2 Now in Jerusalem by the Sheep Gate there is a pool, called in Hebrew* Beth-zatha,* which has five porticoes.3In these lay many invalids—blind, lame, and paralysed.*5One man was there who had been ill for thirty-eight years.6When Jesus saw him lying there and knew that he had been there a long time, he said to him, ‘Do you want to be made well?’7The sick man answered him, ‘Sir, I have no one to put me into the pool when the water is stirred up; and while I am making my way, someone else steps down ahead of me.’8Jesus said to him, ‘Stand up, take your mat and walk.’9At once the man was made well, and he took up his mat and began to walk.

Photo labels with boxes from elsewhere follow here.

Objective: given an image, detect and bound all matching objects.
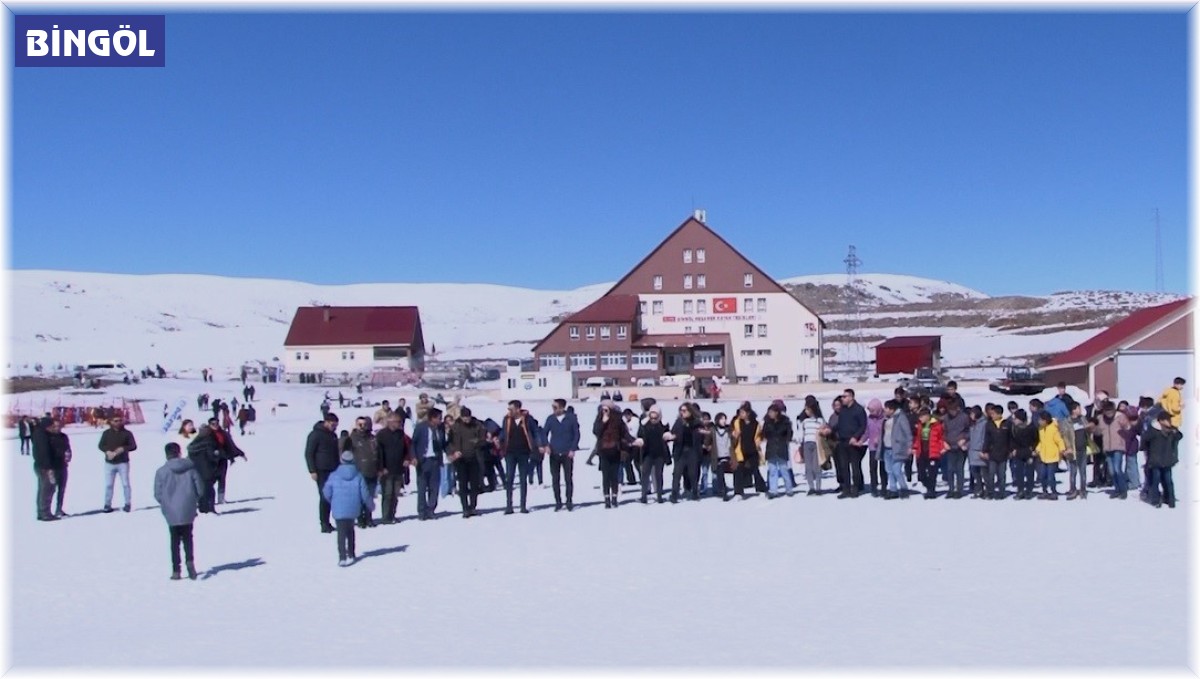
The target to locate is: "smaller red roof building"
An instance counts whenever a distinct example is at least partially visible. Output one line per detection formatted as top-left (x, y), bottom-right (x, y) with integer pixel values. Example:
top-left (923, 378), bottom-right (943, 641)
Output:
top-left (283, 306), bottom-right (425, 374)
top-left (1042, 298), bottom-right (1194, 401)
top-left (875, 335), bottom-right (942, 374)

Now that day was a sabbath.10So the Jews said to the man who had been cured, ‘It is the sabbath; it is not lawful for you to carry your mat.’11But he answered them, ‘The man who made me well said to me, “Take up your mat and walk.” ’12They asked him, ‘Who is the man who said to you, “Take it up and walk”?’13Now the man who had been healed did not know who it was, for Jesus had disappeared in* the crowd that was there.14Later Jesus found him in the temple and said to him, ‘See, you have been made well! Do not sin any more, so that nothing worse happens to you.’15The man went away and told the Jews that it was Jesus who had made him well.16Therefore the Jews started persecuting Jesus, because he was doing such things on the sabbath.17But Jesus answered them, ‘My Father is still working, and I also am working.’18For this reason the Jews were seeking all the more to kill him, because he was not only breaking the sabbath, but was also calling God his own Father, thereby making himself equal to God.

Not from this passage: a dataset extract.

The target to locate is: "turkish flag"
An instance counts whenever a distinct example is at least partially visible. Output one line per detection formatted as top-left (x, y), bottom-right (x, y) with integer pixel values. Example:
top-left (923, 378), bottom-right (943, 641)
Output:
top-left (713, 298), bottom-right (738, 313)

John gives us a picture of a man in thrall to pious superstition: he is dis-abled and dependent on a predicted miracle. Jesus asks the crucial question, “Do you want to be well?” (or are you addicted to waiting on a miracle?). Then the man is faced, not with an answer to his petitions, but with a sharp command, “Take up your mat and walk!” God is not obeying him, he is obeying God. Something of Jesus’ impatience with the ministrations of popular religion comes through in this story. God’s word is new life while most people have been taught to pray for some addition to their old life. The same ruthlessness is seen in Jesus’ brusque reply to those who think God cares more about Sabbath obsaervance than a man’s health, “My Father is always working, and I’m working too.” It is of course completely untrue that in this saying Jesus puts himself on a level with the Father; rather he announces his complete obedience to the Father. New life is the whole person ready to serve God and the neighbour not a broken person clutching their need.